Les taux en baisse constante
Depuis plusieurs mois apparaît ce qui semble être une anomalie financière : des taux d’intérêt négatifs. Cela s’observe notamment sur la dette des pays réputés sûrs comme l’Allemagne et même, plus récemment, la France. Sur ses obligations à 10 ans, l’Allemagne s’endette début juillet autour de – 0,3 % et la France à environ – 0,1 %.
La maturité moyenne de la dette française est d’environ 8 ans c’est-à-dire que la dette émise par la France devra être remboursée (ou refinancée) en moyenne dans 8 ans. C’est pourquoi le taux à 10 ans est celui qui est généralement le plus observé.
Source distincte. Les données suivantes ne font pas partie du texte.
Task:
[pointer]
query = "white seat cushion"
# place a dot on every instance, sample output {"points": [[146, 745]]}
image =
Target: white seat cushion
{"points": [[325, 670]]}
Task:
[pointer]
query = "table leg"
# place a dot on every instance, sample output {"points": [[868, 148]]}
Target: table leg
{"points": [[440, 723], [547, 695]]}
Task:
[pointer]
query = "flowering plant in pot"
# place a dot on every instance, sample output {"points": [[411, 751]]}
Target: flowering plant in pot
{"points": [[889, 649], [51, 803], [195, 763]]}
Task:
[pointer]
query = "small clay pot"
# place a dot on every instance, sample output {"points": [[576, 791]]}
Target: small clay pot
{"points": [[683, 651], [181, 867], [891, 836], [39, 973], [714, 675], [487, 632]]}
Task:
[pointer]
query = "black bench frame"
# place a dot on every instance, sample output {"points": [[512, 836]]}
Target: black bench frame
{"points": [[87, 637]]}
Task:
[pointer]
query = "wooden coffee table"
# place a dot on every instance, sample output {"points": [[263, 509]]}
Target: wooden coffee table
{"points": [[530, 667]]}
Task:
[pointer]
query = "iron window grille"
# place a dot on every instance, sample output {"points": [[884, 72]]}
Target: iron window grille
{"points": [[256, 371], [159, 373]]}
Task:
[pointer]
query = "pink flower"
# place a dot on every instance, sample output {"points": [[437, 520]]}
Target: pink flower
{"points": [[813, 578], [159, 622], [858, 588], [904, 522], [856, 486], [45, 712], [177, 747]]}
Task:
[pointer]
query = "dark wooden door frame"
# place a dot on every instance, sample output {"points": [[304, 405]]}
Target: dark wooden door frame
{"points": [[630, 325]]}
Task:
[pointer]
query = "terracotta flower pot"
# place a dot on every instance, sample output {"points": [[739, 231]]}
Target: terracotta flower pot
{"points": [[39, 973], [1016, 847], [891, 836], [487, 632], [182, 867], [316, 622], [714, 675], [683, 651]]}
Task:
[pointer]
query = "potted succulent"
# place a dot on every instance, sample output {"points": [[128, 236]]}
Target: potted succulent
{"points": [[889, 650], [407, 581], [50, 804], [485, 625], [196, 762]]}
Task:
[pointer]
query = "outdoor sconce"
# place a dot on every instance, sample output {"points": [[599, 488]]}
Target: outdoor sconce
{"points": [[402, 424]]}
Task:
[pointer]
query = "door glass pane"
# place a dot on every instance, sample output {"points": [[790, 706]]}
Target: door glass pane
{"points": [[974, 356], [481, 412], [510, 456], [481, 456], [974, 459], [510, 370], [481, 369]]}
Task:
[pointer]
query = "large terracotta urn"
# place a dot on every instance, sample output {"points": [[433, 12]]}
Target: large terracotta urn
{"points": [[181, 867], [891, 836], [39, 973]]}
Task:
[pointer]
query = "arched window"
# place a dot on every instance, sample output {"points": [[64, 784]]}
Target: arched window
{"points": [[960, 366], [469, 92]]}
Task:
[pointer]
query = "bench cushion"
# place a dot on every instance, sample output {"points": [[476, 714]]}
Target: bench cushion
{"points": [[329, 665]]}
Concrètement, les investisseurs paient les États pour leur prêter de l’argent, ce qui est paradoxal puisque, en théorie, c’est l’emprunteur qui paie pour emprunter des fonds. Cette situation s’explique entre autres par la faiblesse de l’inflation : comme celle-ci est très faible (1,2 % en zone euro), la Banque centrale européenne peut maintenir ses taux d’intérêt bas (actuellement à 0 %) sans craindre de voir l’inflation dépasser son objectif de 2 %.
La situation des investisseurs actuellement est semblable à celle d’un particulier qui louerait un coffre pour y déposer des bijoux : il doit payer la location du coffre mais a la garantie qu’il conservera ses objets de valeur. En prêtant aux États réputés sûrs à des taux négatifs, les investisseurs savent qu’ils perdent un peu d’argent mais ils ont l’assurance de récupérer leur mise.
En outre, la BCE cherche délibérément à pousser les taux d’intérêt à la baisse de façon à laisser aux États une plus grande marge de manœuvre financière. En effet, comme ils empruntent à des taux négatifs, leur situation budgétaire s’en trouve améliorée. Cette situation pénalise donc les épargnants qui perçoivent une rémunération toujours plus réduite, mais bénéficie grandement aux emprunteurs.
De plus, l’annonce de la nomination de Christine Lagarde à la tête de la BCE laisse anticiper des taux d’intérêt durablement bas. En effet, Christine Lagarde est perçue comme une partisane du maintien de taux d’intérêt faibles.
Ne pas confondre l’État avec un ménage
Comme l’État s’endette à des taux d’intérêt négatifs, il serait tentant de penser que celui-ci pourrait s’endetter indéfiniment et sans aucun problème pour financer des investissements ou des politiques sociales.
C’est d’ailleurs le conseil que l’on peut donner aux particuliers. Dans la limite d’un taux d’endettement raisonnable, un particulier a tout intérêt à s’endetter aujourd’hui à moins de 1 % par an. Il gardera ce taux tout au long de la durée de son prêt et parfois pendant 20 ans ou plus !
L’Etat quant à lui rembourse ses prêts en se « ré-endettant » sur les marchés à chaque échéance. S’endetter énormément aujourd’hui parce que cela ne lui coûte rien, voire lui rapporte, pourrait se révéler ruineux en cas de remontée des taux.
Contrairement à un particulier, l’État a une durée de vie illimitée (sauf catastrophe politique ou militaire). Quand un particulier emprunte auprès de sa banque, celle-ci anticipe un remboursement avant le décès de son emprunteur, c’est la raison pour laquelle les personnes âgées ont une capacité d’emprunt limitée. Mais comme l’État ne meurt pas, il peut refinancer sa dette et non la rembourser comme le ferait un particulier.
Les économistes se divisent actuellement en deux camps :
- ceux qui estiment que les taux d’intérêt vont rester durablement bas et poussent les États à s’endetter pour financer des investissements à des taux négatifs (comme Olivier Blanchard),
- et ceux qui pensent que les taux risquent de remonter et qui militent pour contenir la dépense publique malgré les taux bas (comme le fait actuellement l’Allemagne qui investit peu malgré des taux parmi les plus bas des pays développés).